Stoneking studied an undergraduate course in anthropology from 1974 at the University of Oregon, United States, from where he obtained a Bachelor of Arts (B.A.) degree in 1977. He shifted to the Pennsylvania State University to obtain MS in genetics in 1979, and subsequently a similar master's degree from University of Wisconsin, Madison in 1981. His master's degree was on evolutionary genetics of salmonid fish. Captivated by the emerging research on mitochondrial DNA, in 1981 he joined Allan Wilson, a renowned biochemist at the Department of Biochemistry, University of California, Berkeley, under whose supervision he got a PhD in 1986. His research was on human mtDNA variation, a follow-up of the work of Rebecca Cann, who was just completing her doctoral thesis from the same supervisor. He continued as Postdoctoral Fellow in 1986 at Berkeley and completed it in 1988. [1] [2]
In 1989, he joined the Human Genome Center at the Lawrence Berkeley Laboratory, Berkeley, as a Staff Scientist. Then he worked as an Associate Research Scientist at the Department of Human Genetics, Cetus Corporation, Emeryville, California for a year. In 1990, he entered the faculty of Assistant Professor the Department of Anthropology, Pennsylvania State University as assistant professor. He was promoted to Associate Professor in 1994 and a full professor in 1998. During 1996-1997 he served as a visiting professor at the Zoology Institute, University of Munich, Germany. In 1999, he got an appointment in the Department of Evolutionary Genetics, Max Planck Institute for Evolutionary Anthropology, Leipzig, as the Group Leader. He concurrently serves as an Honorary Professor of Biological Anthropology at the University of Leipzig.
He has been an Associate Editor of the Journal of Human Evolution (from 1990 to 1993), Human Biology (1993–1997), BioEssays (2004 to present), Anthropological Science, (2004 to present), Evolutionary Biology (Springer Nature, 2007 to present), BMC Genetics (2008 to present), Gene (2009–2010), Investigative Genetics (2009 to present), EMBO Reports (2010 to present), and Language Dynamics and Change (2010 to present). He is also Senior Editor of the Annals of Human Genetics from 2008 to present.

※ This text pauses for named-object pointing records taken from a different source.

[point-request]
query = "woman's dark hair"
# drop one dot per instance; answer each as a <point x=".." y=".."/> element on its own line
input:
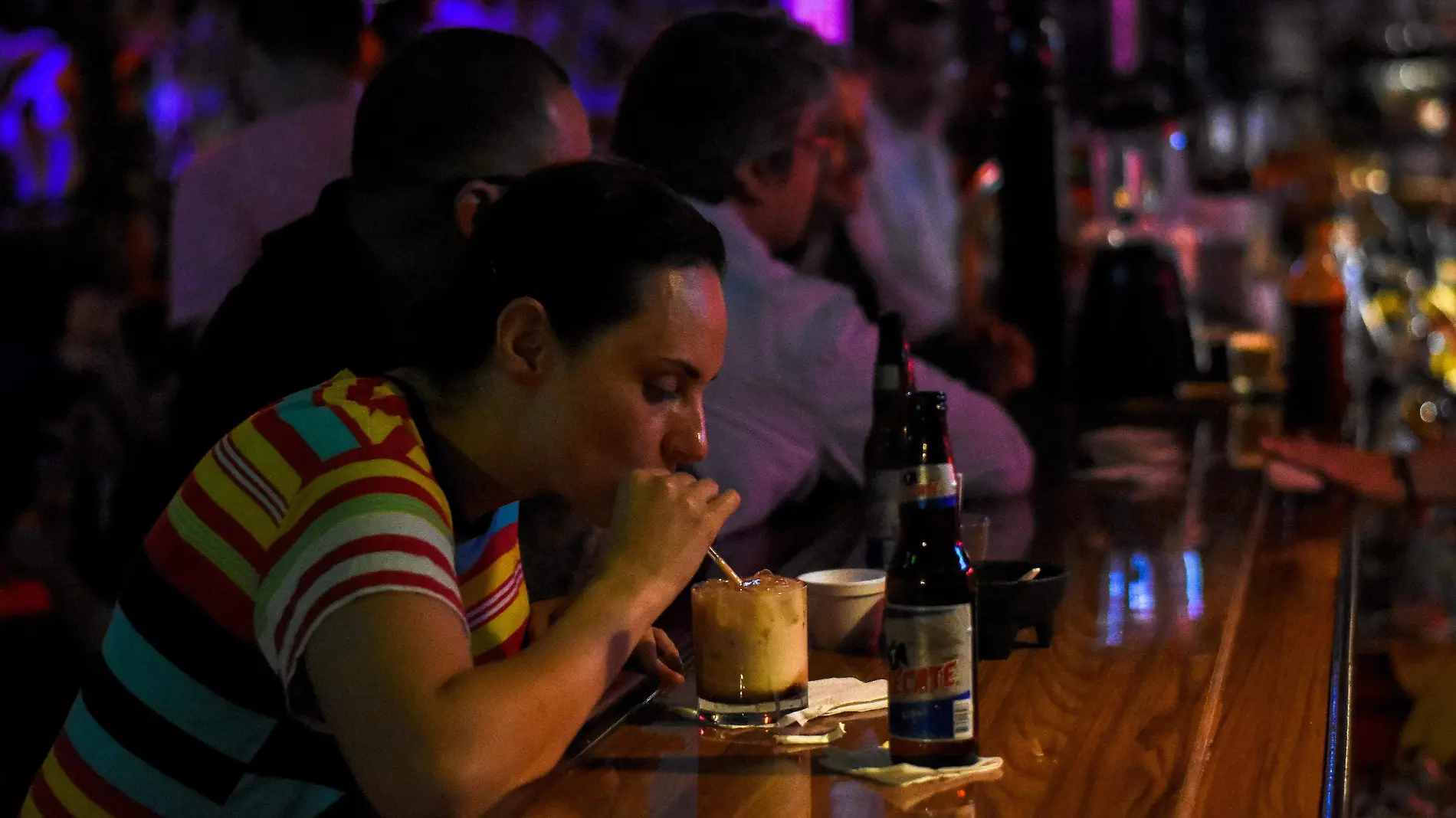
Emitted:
<point x="577" y="237"/>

He has been in the Technical Working Group, DNA Analysis Methods of FBI between 1993 and 1998, Defense Science Board Task Force on DNA Technology for Identification of Ancient Remains (1994–1995), Wellcome Trust Bioarchaeology Panel (2001–2005), Steering Committee for National Energy Research Council (NERC) Program on Environmental Factors and the Chronology of Human Evolution and Dispersal (EFCHED) (2001–2006). He is also a member of the Advisory Committee, The Role of Culture in Early Expansions of Humans, Heidelberg Academy of Sciences since 2008; Advisory Board, US National Evolutionary Synthesis Center since 2011; and chair, Scientific Advisory Committee of the Program on Forensics and Ethnicity, Philippine Genome Center, since 2011. [2]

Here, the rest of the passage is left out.